Artikel ini juga dapat dibaca di . |
Turnover karyawan adalah satu dari sekian banyak persoalan internal perusahaan yang menjadi mimpi buruk HRD. Jelas saja. Meski proses perekrutannya terlihat sederhana, namun mempertahankan karyawan bukanlah perkara mudah. Terutama jika perusahaan memasang standar tinggi untuk tenaga kerjanya. Alhasil, efek dari satu karyawan yang resign pun bisa jadi berkepanjangan.
Keluar masuknya karyawan di sebuah perusahaan dipicu oleh berbagai hal. Liz Ryan, CEO Human Workplace yang juga kontributor Forbes pernah menyebutkan bahwa turnover merupakan masalah yang terkait dengan kepemimpinan. Para manager pun tak dapat mengelak—mengingat beragam survei telah membuktikan bahwa sebagian besar karyawan meninggalkan perusahaannya karena atasan.
Bagaimana hal ini bisa terjadi?
Peran penting seorang atasan
Pencapaian seorang karyawan tak pernah lepas dari andil atasannya. Meski telah memiliki peran masing-masing, namun setiap langkah yang mereka ambil juga menjadi tanggung jawab sang atasan. Dialah yang memberi arahan dan bimbingan agar pekerjaan timnya tuntas tanpa hambatan, sehingga pantas jika ia berbangga hati ketika bawahannya menoreh prestasi di perusahaan.

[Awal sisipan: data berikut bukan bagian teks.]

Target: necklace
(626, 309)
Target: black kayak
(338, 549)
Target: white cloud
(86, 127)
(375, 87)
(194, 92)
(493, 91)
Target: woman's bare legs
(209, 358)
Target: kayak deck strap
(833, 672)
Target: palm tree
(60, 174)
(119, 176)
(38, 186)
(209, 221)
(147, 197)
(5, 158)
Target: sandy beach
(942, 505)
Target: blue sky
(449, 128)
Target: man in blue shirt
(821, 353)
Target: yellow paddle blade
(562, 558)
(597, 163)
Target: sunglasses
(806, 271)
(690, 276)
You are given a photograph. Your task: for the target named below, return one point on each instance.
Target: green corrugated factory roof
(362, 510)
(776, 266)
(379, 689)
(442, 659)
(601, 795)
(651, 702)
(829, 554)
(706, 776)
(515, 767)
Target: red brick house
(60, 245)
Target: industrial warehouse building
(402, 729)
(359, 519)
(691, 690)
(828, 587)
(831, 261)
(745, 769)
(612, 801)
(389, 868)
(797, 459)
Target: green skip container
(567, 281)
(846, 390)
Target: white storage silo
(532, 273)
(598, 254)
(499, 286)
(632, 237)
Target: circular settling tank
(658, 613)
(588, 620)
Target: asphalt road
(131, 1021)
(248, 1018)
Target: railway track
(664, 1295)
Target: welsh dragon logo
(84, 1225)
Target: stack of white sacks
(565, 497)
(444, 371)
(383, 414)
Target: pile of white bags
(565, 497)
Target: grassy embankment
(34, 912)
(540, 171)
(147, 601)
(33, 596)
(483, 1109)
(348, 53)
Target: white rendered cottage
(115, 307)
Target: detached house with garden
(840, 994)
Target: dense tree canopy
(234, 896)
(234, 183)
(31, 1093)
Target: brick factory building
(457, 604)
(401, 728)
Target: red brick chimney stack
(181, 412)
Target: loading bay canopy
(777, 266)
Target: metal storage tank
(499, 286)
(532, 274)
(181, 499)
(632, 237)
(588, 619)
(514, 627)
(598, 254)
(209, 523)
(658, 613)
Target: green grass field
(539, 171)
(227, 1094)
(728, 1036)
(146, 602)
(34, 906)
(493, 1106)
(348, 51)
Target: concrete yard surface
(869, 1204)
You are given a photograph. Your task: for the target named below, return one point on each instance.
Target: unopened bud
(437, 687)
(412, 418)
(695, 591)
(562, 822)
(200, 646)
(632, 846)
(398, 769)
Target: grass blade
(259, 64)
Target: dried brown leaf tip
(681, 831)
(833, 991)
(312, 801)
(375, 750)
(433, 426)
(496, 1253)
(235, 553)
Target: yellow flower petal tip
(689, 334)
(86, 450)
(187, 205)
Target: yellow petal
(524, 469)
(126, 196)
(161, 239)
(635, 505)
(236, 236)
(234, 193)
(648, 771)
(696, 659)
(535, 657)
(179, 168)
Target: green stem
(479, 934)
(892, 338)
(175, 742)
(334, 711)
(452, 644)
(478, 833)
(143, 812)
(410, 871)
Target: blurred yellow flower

Sayangnya, tak semua atasan mau berkaca pada diri sendiri ketika bawahannya resign. Mereka malah buru-buru mencari pembenaran tanpa jalan keluar yang tepat. Kalau saja ada sedikit usaha, misalnya saja dengan “mengintip” isi hati para karyawan mereka yang dituliskan di Jobplanet, perusahaan pasti bisa mencari solusi untuk menekan isu turnover ini.
“Manager sering acuh tak acuh. Dan hanya bisa ikut menekan tanpa pengarahan yang baik.” – Karyawan Sales Perusahaan Manufaktur
“perlakuan tidak adil dan atasan sekehendak hati dalam menyuruh karyawan, membuat karyawan tidak nyaman dalam bekerja” – Karyawan Marketing Anak Perusahaan BUMN
“atasan terlalu menjaga jarak dengan bawahan, bawahan seakan tidak diperhatikan sama sekali, pekerjaan mengharuskan ready 24/7” – Karyawan Desain Anak Perusahaan BUMN
Suasana kantor yang tidak kondusif seperti di atas dapat mendorong keinginan karyawan untuk resign. Sebenarnya hal ini bisa dicegah selama karyawan mengedepankan profesionalitas, serta mengesampingkan perasaan pribadinya. Akan tetapi, perlakuan atasan yang tidak kooperatif pun lama kelamaan akan merugikan perusahaan.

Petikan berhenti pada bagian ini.